The show didn’t do much to help the wild emotional swings when Blake wrapped up his story about surviving a school shooting while his mother and sister were in the building and whisks Becca off to see her alleged favorite singer, Betty Who. I was just excited it wasn’t a vaguely famous country singer but a vaguely famous electropop singer.
They head to his house and it seems like both of his parents are there with their new spouses. I needed an explainer of who was with who. Everyone in Blake’s family is concerned that he’s going to be heartbroken again and I could not take it if this sweet baby sea otter had his heart broken by Becca. His mom talks about how difficult his breakup was. I can’t take another moment of sadness for Blake but my God, does he already have his Bachelor intro package ready. Blake and Becca are hopeful, and he tells her that he loves her one more time.
Finally, it’s time for Colton’s hometown date. Colton takes Becca to the children’s hospital where he does his charity work and that was pretty damn cute. They both comment that the other one would be a good parent. Colton even says that Becca has that “motherly feel” which is also how the clothes at Talbots are described. Becca is taken to meet 18 people and Colton tells his little cousin that Becca is his girlfriend. Becca and Colton spend the entire home visit reminding Colton’s parents that he’s a virgin. Colton’s mom tells Becca that Colton is falling in love with her and he’s ready to take the next step. When she leaves, he tells her he’s in love with her.

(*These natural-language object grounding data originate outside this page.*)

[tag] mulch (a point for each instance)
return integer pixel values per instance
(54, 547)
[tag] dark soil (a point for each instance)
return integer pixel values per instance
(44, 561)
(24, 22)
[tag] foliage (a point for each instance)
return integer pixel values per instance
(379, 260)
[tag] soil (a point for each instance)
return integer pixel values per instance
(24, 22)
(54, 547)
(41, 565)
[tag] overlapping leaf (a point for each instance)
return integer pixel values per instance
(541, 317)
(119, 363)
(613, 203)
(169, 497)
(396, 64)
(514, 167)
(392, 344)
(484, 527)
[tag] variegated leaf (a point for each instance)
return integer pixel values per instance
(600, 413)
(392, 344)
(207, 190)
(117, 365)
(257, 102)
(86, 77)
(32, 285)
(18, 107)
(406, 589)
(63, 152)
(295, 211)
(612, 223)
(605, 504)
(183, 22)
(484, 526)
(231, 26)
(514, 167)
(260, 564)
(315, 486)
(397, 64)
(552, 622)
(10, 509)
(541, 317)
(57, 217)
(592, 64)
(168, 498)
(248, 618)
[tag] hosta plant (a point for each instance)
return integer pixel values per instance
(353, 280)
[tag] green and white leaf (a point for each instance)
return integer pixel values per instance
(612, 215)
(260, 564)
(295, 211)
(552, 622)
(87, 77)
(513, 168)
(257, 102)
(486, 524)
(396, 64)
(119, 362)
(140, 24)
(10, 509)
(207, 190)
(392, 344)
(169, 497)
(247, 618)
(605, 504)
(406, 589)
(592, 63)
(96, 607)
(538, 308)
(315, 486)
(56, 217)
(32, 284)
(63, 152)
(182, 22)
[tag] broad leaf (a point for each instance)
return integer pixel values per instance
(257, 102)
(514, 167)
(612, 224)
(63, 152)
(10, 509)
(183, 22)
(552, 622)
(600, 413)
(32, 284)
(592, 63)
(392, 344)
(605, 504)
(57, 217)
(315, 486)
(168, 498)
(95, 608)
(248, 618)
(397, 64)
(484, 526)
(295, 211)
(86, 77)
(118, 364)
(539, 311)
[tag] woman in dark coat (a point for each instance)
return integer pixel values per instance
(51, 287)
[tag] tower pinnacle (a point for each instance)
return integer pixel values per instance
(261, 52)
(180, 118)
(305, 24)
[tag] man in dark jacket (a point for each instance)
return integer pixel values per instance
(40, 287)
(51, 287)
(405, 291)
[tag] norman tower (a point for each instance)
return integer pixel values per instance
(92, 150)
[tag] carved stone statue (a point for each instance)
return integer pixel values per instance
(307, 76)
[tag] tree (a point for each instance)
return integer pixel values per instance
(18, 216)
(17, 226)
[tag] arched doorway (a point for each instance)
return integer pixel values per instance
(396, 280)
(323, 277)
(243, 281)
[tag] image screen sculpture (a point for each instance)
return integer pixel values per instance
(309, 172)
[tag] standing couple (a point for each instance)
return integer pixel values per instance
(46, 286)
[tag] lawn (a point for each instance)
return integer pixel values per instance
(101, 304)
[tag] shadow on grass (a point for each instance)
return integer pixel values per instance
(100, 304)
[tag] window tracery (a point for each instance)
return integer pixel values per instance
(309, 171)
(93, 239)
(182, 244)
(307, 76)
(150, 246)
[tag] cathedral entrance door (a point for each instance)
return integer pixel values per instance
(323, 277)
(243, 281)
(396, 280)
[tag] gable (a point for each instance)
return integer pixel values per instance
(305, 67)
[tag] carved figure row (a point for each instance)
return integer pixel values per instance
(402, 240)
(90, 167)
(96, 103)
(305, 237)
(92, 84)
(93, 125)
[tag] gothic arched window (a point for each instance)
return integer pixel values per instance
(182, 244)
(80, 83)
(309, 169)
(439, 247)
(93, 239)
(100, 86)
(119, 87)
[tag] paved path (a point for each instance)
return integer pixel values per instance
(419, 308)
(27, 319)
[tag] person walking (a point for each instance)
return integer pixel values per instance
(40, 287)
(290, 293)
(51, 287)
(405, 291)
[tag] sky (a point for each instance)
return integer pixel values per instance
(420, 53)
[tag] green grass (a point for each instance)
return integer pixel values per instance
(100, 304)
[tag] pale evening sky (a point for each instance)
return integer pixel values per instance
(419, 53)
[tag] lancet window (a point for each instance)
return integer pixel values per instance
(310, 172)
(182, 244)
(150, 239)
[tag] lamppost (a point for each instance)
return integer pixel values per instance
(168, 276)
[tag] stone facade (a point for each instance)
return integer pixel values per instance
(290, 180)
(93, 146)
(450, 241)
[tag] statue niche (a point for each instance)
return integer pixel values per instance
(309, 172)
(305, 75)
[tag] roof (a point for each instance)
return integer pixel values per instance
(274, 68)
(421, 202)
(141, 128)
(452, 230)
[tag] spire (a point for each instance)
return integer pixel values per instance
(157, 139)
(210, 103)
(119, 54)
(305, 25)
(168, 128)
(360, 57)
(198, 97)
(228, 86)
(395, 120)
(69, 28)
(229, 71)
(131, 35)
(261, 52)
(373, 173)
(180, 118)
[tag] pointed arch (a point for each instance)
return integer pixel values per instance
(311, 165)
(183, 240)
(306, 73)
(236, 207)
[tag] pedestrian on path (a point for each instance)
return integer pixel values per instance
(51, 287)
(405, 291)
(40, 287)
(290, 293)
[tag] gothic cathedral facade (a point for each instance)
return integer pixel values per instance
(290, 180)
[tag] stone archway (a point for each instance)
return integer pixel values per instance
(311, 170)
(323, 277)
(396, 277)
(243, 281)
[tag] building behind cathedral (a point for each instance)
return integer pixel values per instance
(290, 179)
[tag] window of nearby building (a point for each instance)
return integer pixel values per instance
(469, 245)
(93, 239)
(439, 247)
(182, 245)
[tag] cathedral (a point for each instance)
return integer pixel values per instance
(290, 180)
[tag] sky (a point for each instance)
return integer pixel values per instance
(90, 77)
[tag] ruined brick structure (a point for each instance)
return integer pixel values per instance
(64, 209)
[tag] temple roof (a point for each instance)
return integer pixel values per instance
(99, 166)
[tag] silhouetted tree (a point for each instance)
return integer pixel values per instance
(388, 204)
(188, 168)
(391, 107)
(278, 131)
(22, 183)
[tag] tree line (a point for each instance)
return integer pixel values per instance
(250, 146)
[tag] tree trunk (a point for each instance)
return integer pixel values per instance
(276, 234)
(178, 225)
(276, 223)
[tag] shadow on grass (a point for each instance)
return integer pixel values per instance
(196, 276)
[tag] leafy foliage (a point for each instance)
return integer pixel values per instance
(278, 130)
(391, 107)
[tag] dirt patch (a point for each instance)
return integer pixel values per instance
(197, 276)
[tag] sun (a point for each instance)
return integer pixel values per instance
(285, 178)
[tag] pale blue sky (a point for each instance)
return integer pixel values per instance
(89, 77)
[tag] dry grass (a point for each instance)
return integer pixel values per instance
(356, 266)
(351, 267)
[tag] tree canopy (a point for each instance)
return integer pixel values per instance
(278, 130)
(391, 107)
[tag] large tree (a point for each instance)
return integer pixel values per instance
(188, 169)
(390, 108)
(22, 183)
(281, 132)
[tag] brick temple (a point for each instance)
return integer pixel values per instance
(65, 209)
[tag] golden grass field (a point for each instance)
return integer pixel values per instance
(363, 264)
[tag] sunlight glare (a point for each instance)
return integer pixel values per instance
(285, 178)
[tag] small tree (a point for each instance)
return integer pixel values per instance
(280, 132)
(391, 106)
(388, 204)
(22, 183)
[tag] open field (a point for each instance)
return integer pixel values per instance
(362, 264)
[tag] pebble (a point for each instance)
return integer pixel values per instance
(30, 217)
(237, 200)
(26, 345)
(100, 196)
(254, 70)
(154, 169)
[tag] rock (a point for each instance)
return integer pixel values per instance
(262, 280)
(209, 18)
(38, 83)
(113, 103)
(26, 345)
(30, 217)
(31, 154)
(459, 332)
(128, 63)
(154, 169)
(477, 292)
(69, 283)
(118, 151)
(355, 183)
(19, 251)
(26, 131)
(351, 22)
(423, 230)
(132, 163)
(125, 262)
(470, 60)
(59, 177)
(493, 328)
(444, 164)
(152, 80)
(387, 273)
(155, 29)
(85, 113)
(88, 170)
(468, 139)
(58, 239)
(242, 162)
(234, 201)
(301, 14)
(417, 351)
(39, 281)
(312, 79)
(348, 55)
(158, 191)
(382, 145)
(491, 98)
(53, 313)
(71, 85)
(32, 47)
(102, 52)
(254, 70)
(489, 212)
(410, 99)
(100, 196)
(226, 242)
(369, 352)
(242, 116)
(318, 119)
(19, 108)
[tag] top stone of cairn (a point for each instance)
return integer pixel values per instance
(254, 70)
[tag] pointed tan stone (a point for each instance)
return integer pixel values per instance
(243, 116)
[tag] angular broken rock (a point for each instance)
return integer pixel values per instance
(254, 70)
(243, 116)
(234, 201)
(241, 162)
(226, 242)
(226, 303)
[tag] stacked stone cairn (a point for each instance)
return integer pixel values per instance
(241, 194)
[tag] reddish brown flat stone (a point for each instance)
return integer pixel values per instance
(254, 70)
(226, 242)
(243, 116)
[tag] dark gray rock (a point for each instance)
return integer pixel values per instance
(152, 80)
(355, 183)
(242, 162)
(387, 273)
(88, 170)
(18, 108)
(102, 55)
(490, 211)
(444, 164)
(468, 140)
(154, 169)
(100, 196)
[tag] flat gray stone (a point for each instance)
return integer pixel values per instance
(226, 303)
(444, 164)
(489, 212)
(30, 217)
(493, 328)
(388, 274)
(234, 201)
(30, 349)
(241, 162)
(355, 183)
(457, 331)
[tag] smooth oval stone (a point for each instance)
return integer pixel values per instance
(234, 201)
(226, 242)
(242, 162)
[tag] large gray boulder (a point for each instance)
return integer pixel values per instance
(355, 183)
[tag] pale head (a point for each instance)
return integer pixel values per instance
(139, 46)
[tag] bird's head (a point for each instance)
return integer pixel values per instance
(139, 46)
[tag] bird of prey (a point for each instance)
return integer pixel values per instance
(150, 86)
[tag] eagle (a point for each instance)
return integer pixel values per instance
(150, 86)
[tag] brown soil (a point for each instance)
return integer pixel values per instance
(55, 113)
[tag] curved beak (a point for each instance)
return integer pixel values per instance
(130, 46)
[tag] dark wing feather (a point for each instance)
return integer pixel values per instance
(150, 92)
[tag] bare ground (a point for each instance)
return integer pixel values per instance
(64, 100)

Then Becca goes to sit down with her gaggle of girlfriends for no other reason than to give Tia the opportunity to tell Becca that she still has feelings for Colton, someone she went on one date with. Sorry, Tia. Your window of opportunity has expired. You had your chance at the weird makeshift spa. Tia also can’t keep her anxiety off her face while Becca is talking about the great date she had with Colton. You can do that Simpsons gag and pause on the exact moment her heart rips in half. When Tia takes Becca aside and tells her about her feelings for Colton, Becca’s eyes go black like a shark’s.
It’s time for the rose ceremony. On the way in the building, Colton stops Host Chris and asks him to explain what happens in the fantasy suites.
Fucking, Colton. Fucking happens.
Chris tells him that no one has to do anything in the fantasy suite they don’t want to and he literally says, “It’s private. That’s like the whole point of it.” Oh, Colton. You’re not long for this world.
Becca gives her roses to Jason, Blake, and Garrett.
She walks Colton out and explains to him that his dad told her to break his heart a little bit now rather than wait and crush his entire existence if she knows he’s not the one. It’s not her fault! His dad made her do it! Colton goes to the limo, gets in, shuts his eyes, and lies perfectly still for three full minutes.
Becca heads back inside after calming herself down and re-sequining her gown and tells the guys that they’re jetting off to Thailand!